Left hand panel shows the monthly median difference between four different Sea Surface Temperature (SST) products when compared to the drifting buoy network and the right panel shows the robust standard deviation, an outlier robust estimate of the underlying standard deviation. The four products are from ESA CCI, Advanced Clear Sky Processor for Ocean (ACSPO—the NOAA operational AVHRR product), Pathfinder (from the NOAA Pathfinder SST product) and the Naval Oceanographic Office (NAVO—the US Navy SST product). All products used the same input AVHRR Level-1 data so are measuring exactly the same SST but due to algorithmic differences the products are not the same.
The sort of problem highlighted above is, no doubt, present in most ECV products so more cross comparisons need to be undertaken to ensure that any given retrieval is as good as it can be. Just because a certain algorithm has a long heritage, it does not mean that it provides the optimal solution. Some producers do undertake round-robin exercises to try and ensure the optimal result but even when such exercises are performed a mixed picture can emerge. For example, in the case of the CCI Aerosol product, a round-robin was undertaken and it was finally decided to produce three different products which each seemed to work well in a particular domain (e.g., ocean or land) but could not by itself provide the best solution. What really needs to be done in cases like this is an investigation to work out why there are differences and use that information to develop a better set of algorithms overall. This does, however, then require significant extra work which many data producers will likely not wish to undertake. Studies need to be done to understand differences between different algorithms with the goal of developing the optimal retrieval based on what has been learnt.
4.8. Recommendation 8—Quality of all Ancillary Input Data
Many products use ancillary data and or models as part of their retrieval scheme. These data range from climatological datasets, Numerical Weather Prediction (NWP) modelled data, models of surface properties, to models of aerosol. Different data producers will have made different choices regarding which models to use and sometimes the ancillary data used can be very old, likely due to code heritage reasons. There is therefore a need for data providers to justify the use of all ancillary data and/or model inputs relative to the latest knowledge about any given process.
A number of problems with some of the models have been captured during the product evaluation process. For example, three examples are highlighted.

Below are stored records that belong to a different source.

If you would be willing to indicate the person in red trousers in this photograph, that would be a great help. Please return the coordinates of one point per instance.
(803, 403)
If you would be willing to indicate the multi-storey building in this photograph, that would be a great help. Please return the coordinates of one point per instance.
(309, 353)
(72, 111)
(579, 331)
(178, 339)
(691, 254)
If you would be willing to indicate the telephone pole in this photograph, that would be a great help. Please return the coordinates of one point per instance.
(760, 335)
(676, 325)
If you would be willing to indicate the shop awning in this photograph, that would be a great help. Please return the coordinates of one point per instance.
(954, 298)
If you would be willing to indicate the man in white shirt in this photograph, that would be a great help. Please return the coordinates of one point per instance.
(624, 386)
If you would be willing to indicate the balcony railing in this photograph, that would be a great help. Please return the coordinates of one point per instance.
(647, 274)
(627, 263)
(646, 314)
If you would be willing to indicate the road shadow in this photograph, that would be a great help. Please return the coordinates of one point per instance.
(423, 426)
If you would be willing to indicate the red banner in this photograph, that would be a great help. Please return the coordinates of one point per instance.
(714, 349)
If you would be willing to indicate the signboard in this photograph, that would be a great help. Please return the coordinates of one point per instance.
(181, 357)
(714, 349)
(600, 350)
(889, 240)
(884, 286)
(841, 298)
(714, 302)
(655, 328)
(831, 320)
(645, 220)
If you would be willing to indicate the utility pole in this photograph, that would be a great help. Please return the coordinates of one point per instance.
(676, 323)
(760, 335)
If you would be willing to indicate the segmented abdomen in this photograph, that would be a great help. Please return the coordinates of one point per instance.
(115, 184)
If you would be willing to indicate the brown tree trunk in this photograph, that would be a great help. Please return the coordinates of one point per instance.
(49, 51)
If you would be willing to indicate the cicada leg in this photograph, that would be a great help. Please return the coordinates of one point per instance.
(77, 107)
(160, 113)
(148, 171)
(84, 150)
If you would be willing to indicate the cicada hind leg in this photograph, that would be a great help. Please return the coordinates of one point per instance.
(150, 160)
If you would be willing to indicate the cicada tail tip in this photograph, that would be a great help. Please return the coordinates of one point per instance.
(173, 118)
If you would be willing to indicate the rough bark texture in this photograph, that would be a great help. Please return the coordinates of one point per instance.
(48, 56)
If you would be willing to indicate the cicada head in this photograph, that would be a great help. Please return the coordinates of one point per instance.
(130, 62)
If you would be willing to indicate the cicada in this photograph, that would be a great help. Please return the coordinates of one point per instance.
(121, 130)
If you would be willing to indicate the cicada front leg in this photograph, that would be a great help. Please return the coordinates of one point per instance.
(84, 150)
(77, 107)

- For the ocean retrieval of aerosol a whitecap fraction model is used which is very old and probably should be updated [36]. There are much more recent models available and it has been shown that the Monahan model will lead to biases being introduced [37].
- For the Soil Moisture CCI passive retrieval, an old model [38] is used. More modern models have been shown to outperform this model, so an update should be implemented; and
- Many processes use climatological data as input to their retrieval. Care needs to be taken that the optimum data is used. For example, the CCI/C3S Aerosol product uses a Chlorophyll concentration climatology based on Coastal Zone Color Scanner Experiment (CZCS) data (a very old instrument) where there is almost certainly better data available.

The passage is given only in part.